I've honestly never understood the NA argument of "it feels better". I completely understand the linearity argument from the NA engine and its more predictable behavior at lower revs, but on a track, you're almost never under 50% of redline. Of course, this doesn't account for lag from the turbos, and in that way the NA is more instant (and again more predictable), but the VTG's are getting soooo good.
Obviously, the GTS is being limited by its allowed boost pressure (which is exactly what all the tuners are doing - removing that lower limit), which is probably for the good considering engine internals being very different between the two engines. Although I'm sure the GTS 3.0L can handle the higher boost pressure and resulting HP, I seriously doubt it would last as long as the GT3.

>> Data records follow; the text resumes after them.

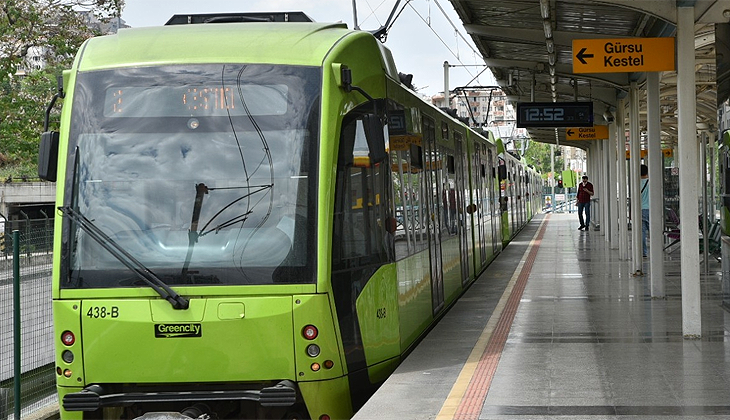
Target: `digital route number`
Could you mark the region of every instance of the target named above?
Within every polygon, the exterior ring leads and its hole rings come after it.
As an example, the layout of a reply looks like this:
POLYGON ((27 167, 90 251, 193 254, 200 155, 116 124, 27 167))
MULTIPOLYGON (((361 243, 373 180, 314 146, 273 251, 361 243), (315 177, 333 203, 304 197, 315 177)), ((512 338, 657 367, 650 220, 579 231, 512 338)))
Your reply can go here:
POLYGON ((517 127, 593 127, 593 102, 518 102, 517 127))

It's also obvious that the GTS's turbo can't flow enough to run over ~6500 rpm... or can they? That's my bigger question - Can the turbos and heads actually flow enough to support higher revs (thus making more hp), or is this a true limit of the intake design (turbos, valves, etc). It wouldn't surprise me to learn that the GTS intake is capable, but Porsche was like "Zee GTS can't'n be maken'zee more zan zee GT3!".
In the end, it's a completely reasonable response for Porsche to simply say the limits are there to protect the engine in the GTS. But the question still eats at me like how much of that is marketing vs real engineering limits?